Two of UT’s nutritional consultants are public health majors Ariana Capece ’22 of Annandale, NJ, and Emily Amato ’20 of Long Island, NY.
Amato and Capece had Gina Firth, the associate dean of wellness, for their first-year seminar course their freshman year. When they expressed an interest in nutrition, Firth introduced them to the program.
“With a class full of freshmen who were all new to UT, Gina understood the transition we were all going through,” Amato said. “She wanted us to focus on all areas of our well-being so we could best enjoy our time at UT.”
The nutrition consultations are tailored to each student’s needs, whether that’s to gain weight, lose weight or just overall eat healthier and meet their nutrient needs. Consultants make recommendations on how and where to eat healthier at on-campus dining locations. For students who live on campus and don’t have a vehicle, they often rely solely on their meal plans.
To adapt to COVID-19 stay-at-home orders, the nutrition consultations are now held via Zoom. Students can contact the Wellness Center via email to set up an appointment.

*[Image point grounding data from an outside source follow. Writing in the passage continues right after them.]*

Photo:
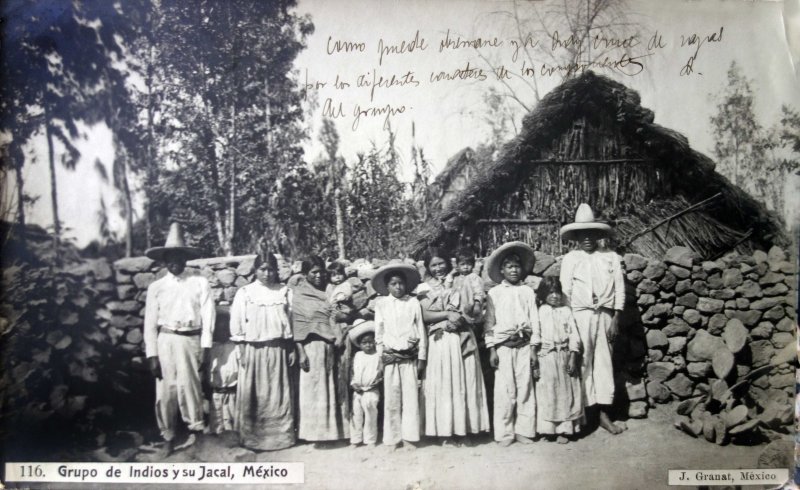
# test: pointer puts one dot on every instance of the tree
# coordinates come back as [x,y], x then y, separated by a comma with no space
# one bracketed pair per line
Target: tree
[753,157]
[54,55]
[735,127]
[331,172]
[232,110]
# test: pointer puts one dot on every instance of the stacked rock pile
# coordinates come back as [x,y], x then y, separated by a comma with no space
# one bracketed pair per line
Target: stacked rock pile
[710,324]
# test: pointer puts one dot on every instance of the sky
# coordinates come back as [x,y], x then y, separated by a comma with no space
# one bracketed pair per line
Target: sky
[448,115]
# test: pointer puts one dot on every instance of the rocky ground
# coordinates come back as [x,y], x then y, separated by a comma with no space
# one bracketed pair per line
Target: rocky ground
[637,459]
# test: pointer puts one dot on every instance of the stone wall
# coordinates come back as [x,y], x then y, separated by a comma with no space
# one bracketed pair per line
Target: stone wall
[690,328]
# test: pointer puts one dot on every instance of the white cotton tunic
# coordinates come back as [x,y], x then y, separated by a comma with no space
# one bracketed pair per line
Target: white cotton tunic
[510,310]
[183,303]
[398,325]
[260,313]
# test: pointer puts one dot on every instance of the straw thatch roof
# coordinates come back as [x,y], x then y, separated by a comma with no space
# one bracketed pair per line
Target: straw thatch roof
[676,177]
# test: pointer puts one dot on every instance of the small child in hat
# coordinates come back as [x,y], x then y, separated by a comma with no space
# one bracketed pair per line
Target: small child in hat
[366,376]
[402,344]
[223,375]
[511,317]
[559,401]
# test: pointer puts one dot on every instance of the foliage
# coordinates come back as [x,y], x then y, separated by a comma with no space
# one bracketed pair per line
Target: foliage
[54,56]
[755,158]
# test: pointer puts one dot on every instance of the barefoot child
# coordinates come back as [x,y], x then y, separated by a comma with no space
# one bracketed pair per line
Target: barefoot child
[511,317]
[595,289]
[223,375]
[469,285]
[559,404]
[402,344]
[367,375]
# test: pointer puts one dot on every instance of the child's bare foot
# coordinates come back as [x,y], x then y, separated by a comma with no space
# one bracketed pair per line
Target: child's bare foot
[522,439]
[454,442]
[608,425]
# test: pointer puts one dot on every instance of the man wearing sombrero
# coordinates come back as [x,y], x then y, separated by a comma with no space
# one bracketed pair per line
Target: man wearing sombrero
[593,283]
[178,327]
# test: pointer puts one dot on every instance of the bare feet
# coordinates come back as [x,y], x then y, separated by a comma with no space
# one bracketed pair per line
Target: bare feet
[607,424]
[189,442]
[522,439]
[168,448]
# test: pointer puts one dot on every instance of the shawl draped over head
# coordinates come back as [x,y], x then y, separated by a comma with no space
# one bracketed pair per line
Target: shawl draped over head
[311,313]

While Amato has not had any nutrition consultations since the start of the pandemic, through conversations with her peers she knows that some people are struggling with being back home.
“Students have much more free time on their hands, so they are mindlessly eating junk food,” said Amato. “I encourage them to use that time to get creative in the kitchen.”
When students are on campus, consultants recommend a number of ways to eat healthier.
“I chose to be involved with this because I went from getting homemade meals every day and being very active in high school to eating Salsa Rico three times a day and feeling like I couldn’t make time to go work out,” said Capece. “A lot of my clients say they feel like meal plans don’t have the best options for them. A goal of mine is to make sure my clients know that our meal plans do contain healthy options, and you can get creative with the meals.”
UT's Dining Services offers several options through its mindful health and wellness approach. For example, Fresh Creations in the Vaughn Center’s Spartan Club offers healthy wraps and salads. Capece recommends when ordering here to get the dressing on the side. Since portions are larger at Salsa Rico in Morsani Hall, Capece recommends splitting the container in half and saving one for later.
Dining Services also offers BITE, an app that is linked to menus in Ultimate Dining and Panache. Through the app, students can view all of the nutritional information and allergens for each dish. Plus, they can rate the food, which provides Dining with immediate feedback.
“Each food place that UT has offers healthy options,” Capece said. “You just need to play with the menu and portions and use nutritional guidelines to make healthy choices.”
A typical consultation consists of an informal conversation, where the client talks about their goals. The consultants then make their recommendations, accounting for the client’s other activities, stressors such as schoolwork and being homesick, and previous medical history. Students are allowed four free consultations per semester and can be scheduled whenever the student and consultant choose.
“By the end of every first consultation, I develop a SMART (specific, measurable, achievable, realistic, timely) goal with my client,” said Amato
Both Capece and Amato said they’ve gained valuable experience from both AASDN and their clients to use not only in their professional careers but for their own nutritional needs. The job has also been rewarding for each by allowing them to help their fellow students.
“I saw an opportunity where I was able to learn more information, develop a new skill and give back to the UT community,” said Amato. “Being a nutrition consultant on campus is extremely rewarding. I love knowing that I am impacting the UT community in a positive way.”